Life & Style

April 12, 2016

We are the Hedging Generation

This is why we’re accumulating lovers like trading cards: to avoid getting hurt

  • Written by Samira Larouci
  • Photography by Jean-Vincent Simonet

The dictionary defines hedging as a verb: to protect oneself against a loss (on a bet or investment) by making balancing or compensating transactions. In the financial sector, hedging can go either way, you can either double or even quadruple your money, but in love… its a little more complicated.

I’m sure we can all recall a time when we’ve met someone we like, someone we started to really really like, but before meeting them we were loosely seeing someone else and we don’t want to drop option one for this new fresh option just in case it doesn’t work out, and god forbid we might end up alone. Then of course as well as the people we’re actually having sex and maybe eating breakfast with, we have several other back-up options: the people we Snapchat, the people we DM and the people we iMessage when we’re bored in the day, these are generally people who we wouldn’t completely object to having sex with but they’re not our main priority. The ease of social media and dating apps have increased our chances of finding someone and simultaneously minimised our urge to settle down.

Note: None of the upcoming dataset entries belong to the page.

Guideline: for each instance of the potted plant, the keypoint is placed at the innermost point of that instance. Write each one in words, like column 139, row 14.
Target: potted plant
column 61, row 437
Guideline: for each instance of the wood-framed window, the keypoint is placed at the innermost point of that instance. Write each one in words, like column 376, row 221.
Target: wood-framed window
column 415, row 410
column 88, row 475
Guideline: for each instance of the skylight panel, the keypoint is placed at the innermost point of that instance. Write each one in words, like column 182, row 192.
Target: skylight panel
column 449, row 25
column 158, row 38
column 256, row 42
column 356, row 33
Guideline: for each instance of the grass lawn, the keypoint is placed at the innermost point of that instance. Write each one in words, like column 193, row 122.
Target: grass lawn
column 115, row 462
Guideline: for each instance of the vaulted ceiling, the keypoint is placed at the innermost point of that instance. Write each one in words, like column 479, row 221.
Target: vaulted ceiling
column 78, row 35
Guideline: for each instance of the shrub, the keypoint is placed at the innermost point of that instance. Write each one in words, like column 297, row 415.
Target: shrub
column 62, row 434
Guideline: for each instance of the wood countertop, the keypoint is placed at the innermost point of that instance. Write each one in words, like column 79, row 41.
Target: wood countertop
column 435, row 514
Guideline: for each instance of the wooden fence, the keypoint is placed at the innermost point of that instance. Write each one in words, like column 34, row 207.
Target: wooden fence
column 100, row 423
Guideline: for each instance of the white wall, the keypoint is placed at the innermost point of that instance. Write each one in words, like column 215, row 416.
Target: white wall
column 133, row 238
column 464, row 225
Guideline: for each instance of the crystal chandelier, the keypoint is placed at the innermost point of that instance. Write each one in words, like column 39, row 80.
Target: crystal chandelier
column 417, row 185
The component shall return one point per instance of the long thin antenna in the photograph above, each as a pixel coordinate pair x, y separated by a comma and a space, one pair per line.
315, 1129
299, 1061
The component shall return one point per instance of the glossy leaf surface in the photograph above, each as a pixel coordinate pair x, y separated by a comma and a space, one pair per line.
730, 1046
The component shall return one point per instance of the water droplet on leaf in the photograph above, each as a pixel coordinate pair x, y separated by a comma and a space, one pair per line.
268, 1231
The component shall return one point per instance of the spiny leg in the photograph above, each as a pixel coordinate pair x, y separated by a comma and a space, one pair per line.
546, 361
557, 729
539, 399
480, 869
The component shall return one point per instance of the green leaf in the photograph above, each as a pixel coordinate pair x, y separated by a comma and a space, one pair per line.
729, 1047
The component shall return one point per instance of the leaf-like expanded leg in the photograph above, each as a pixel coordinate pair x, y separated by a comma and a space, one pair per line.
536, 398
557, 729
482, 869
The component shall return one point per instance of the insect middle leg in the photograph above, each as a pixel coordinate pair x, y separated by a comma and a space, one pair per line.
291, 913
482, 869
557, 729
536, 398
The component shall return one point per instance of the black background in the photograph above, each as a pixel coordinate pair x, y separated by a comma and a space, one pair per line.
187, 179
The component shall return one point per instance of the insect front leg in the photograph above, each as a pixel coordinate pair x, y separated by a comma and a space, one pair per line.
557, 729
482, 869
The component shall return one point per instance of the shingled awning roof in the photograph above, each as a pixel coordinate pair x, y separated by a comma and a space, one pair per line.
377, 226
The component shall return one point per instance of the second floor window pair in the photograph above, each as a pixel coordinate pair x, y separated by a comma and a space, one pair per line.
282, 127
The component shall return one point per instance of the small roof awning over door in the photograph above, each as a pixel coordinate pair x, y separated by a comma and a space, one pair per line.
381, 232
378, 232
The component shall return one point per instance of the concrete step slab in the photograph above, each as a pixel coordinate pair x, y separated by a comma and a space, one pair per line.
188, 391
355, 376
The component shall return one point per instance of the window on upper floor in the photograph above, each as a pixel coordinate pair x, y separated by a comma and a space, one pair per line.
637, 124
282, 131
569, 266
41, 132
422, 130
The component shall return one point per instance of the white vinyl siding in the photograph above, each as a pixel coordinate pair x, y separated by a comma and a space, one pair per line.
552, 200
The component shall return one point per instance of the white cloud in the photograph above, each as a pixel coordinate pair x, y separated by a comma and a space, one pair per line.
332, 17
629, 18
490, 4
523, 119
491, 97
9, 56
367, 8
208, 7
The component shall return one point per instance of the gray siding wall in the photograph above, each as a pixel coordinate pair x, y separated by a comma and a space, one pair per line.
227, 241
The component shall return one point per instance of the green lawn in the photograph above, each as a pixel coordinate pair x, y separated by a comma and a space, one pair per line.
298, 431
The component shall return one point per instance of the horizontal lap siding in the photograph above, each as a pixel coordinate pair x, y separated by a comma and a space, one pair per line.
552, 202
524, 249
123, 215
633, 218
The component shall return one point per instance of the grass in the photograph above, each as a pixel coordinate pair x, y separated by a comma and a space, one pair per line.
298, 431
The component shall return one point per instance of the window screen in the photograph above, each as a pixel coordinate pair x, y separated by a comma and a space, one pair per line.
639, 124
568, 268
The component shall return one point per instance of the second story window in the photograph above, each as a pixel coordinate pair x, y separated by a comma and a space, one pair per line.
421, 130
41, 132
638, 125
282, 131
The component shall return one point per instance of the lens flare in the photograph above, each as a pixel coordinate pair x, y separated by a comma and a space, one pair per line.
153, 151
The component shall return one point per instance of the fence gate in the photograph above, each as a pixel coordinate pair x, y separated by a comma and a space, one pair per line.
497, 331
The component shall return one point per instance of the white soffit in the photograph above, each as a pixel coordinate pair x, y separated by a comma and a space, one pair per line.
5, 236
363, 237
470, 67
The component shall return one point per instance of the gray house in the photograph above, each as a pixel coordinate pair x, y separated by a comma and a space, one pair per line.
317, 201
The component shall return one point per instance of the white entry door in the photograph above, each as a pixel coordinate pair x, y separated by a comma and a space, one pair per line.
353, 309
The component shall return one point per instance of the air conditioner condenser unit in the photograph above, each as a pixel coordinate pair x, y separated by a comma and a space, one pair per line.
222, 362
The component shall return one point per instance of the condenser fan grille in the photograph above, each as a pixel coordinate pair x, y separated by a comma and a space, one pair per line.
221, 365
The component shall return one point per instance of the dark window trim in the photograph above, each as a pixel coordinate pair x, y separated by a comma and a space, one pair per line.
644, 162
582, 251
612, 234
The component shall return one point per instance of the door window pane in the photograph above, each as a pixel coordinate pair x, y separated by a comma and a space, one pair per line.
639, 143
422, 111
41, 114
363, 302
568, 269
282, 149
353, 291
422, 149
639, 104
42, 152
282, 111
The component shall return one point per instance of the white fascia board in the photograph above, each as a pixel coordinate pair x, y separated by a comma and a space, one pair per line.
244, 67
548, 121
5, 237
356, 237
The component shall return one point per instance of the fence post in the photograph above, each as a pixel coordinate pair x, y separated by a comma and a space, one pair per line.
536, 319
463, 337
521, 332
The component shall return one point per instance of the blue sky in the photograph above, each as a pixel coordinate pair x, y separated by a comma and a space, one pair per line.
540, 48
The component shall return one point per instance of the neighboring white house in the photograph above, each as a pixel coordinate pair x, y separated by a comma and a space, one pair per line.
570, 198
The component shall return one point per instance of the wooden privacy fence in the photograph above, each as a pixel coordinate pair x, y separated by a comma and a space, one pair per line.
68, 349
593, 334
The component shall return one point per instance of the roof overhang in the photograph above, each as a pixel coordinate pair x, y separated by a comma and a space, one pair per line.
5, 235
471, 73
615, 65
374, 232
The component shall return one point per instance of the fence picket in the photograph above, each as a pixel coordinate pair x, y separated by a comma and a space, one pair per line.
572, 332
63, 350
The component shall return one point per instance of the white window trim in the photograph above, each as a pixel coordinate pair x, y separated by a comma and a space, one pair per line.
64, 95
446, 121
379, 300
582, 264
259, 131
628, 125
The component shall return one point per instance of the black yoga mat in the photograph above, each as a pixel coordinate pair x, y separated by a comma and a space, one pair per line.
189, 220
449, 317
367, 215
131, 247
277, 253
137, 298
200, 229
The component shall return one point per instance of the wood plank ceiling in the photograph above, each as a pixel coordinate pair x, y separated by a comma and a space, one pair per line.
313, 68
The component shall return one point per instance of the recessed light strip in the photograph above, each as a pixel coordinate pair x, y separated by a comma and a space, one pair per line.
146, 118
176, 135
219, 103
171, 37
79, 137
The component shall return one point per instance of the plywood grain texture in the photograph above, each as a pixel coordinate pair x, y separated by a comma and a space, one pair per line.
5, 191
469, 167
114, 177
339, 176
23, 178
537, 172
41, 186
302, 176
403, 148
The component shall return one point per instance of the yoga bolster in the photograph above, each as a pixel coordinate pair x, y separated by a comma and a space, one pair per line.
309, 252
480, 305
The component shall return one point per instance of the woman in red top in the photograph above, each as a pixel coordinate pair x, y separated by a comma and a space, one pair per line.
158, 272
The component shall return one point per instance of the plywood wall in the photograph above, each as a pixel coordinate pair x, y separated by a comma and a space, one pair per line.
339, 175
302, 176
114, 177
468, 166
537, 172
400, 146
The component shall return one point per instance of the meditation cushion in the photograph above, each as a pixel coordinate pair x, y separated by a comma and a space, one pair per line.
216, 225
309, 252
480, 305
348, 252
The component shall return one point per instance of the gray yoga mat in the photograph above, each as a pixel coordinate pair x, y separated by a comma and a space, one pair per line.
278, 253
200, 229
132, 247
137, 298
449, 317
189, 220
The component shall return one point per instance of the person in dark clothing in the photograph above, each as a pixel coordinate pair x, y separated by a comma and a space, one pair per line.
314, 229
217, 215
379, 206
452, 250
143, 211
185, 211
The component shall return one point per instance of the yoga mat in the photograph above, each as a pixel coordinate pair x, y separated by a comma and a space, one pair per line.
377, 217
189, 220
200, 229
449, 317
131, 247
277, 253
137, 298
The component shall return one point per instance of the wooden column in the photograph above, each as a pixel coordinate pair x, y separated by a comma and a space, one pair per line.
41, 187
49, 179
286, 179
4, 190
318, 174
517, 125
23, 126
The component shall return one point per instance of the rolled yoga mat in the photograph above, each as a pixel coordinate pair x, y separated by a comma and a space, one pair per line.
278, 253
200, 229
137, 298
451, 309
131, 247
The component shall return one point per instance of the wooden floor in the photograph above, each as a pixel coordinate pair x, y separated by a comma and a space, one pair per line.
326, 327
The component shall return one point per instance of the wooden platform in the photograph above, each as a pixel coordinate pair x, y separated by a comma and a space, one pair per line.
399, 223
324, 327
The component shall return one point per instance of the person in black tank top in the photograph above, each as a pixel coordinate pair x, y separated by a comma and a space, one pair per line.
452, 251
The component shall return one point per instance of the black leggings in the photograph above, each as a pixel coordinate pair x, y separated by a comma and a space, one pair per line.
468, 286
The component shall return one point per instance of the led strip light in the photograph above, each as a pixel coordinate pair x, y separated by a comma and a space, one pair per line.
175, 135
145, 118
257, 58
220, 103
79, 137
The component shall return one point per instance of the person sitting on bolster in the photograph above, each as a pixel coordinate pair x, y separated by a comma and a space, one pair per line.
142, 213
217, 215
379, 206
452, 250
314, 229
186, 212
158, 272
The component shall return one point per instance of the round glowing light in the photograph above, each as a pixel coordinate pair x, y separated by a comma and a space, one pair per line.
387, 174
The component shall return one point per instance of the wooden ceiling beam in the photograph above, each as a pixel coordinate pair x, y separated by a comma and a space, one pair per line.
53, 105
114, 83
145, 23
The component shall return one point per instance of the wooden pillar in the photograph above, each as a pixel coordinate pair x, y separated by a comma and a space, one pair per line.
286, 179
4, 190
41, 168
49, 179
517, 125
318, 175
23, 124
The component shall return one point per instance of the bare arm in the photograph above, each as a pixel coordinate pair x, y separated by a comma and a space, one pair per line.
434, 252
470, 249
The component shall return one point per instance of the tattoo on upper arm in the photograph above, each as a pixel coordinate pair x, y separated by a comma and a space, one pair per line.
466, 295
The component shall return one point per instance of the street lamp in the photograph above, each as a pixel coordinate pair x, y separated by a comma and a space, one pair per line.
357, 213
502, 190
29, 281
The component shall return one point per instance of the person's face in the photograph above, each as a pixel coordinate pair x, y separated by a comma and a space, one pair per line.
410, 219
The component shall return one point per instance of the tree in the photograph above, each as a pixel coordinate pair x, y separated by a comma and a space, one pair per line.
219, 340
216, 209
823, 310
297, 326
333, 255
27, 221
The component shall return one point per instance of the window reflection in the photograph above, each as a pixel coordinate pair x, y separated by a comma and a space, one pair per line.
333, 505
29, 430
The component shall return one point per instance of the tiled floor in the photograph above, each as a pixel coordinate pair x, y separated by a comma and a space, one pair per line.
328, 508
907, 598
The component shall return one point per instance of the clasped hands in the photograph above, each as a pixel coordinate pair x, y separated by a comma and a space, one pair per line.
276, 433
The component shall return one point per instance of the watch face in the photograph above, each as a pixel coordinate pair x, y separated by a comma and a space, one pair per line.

There’s something terrifying about that moment when you meet someone you actually like, get along with, are sexually attracted to and can see yourself being with, you start to teeter on the brink of excitement and pure anxiety. What if they hurt you? What if you catch feelings too fast? What if they don’t reciprocate? No one wants to feel rejected. It’s far safer to keep that guy or girl you’re not that into on the side…just in case.

But what ends up happening, much like in finance, is that we hedge our bets too far, thinning out potential success rates with any one of them in the process. We give a bit of ourselves to each option and lower our chances instead of increasing them.

In a study conducted by psychologist Carl Rusbult called the Interdependency Theory, he theorised that the need to commit to a relationship is based on three main factors:

Satisfaction
The individual receives many benefits with few costs from the partner.

Alternatives
The individual cannot get their needs met better elsewhere.

Investment
The individual has a number of important resources devoted to the partner.

And it’s the balance of these three factors that can make someone commit. Of course many social factors come in to play and technology has a lot to do with this. The immediacy and thrill of finding and cultivating partners can mean we all end up casting our eyes away from the prize in front of us, even if we truly like them and feel there’s something there, we’re encouraged to find bigger better options rather than settle with someone.

This meme below sums it up perfectly:

MEME HEDGING

Situationships. I know far too many people in these. You care about someone, you think about them, you’re having great sex, you’re catching feelings but in order to protect yourself from seeming overly keen you continue seeing each other people to offset the energy. Then usually what happens is you get caught in this strange situationship purgatory where the person you like actually wants a relationship but is afraid to say it as well, you both get but hurt when you see each other flirt on the gram, they’re replaying your Snapchat’s endlessly trying to figure out whose male arm that is in the background leaning on your leg.

I once went on a first date where a guy felt it was okay to peruse through my texts and see what guys I’d been messaging, of course it was all fun and games until he saw there were of course, many other men in my messages, some friends, mostly friends in fact and the odd bit of flirty banter but no dick-pics or blackmail-able screen caps in sight. The whole situation turned sour very quickly and we both knew it wasn’t really going to go any further after that. He too had been hedging (with friends of mine) I later found out.

And this is where age-old double standards come in to play; in the famed words of Lil Kim: “If a guy have three girls then he’s the man. He can give her some head, then sex her raw, if a girl do the same then she’s a whore.” Us girls have to hedge silently and discretely for fear of being deemed a scarlet woman and not wifey material, but a guy can feel free to flex on social media or at the club with three or four girls while the girl he’s seeing is stood in the same room. Girl’s aren’t entirely innocent, we just conduct ourselves differently. If we like you, we’ll want to be around you irrespective of our knack for hedging, and if you invest some time, the other options will naturally get dropped.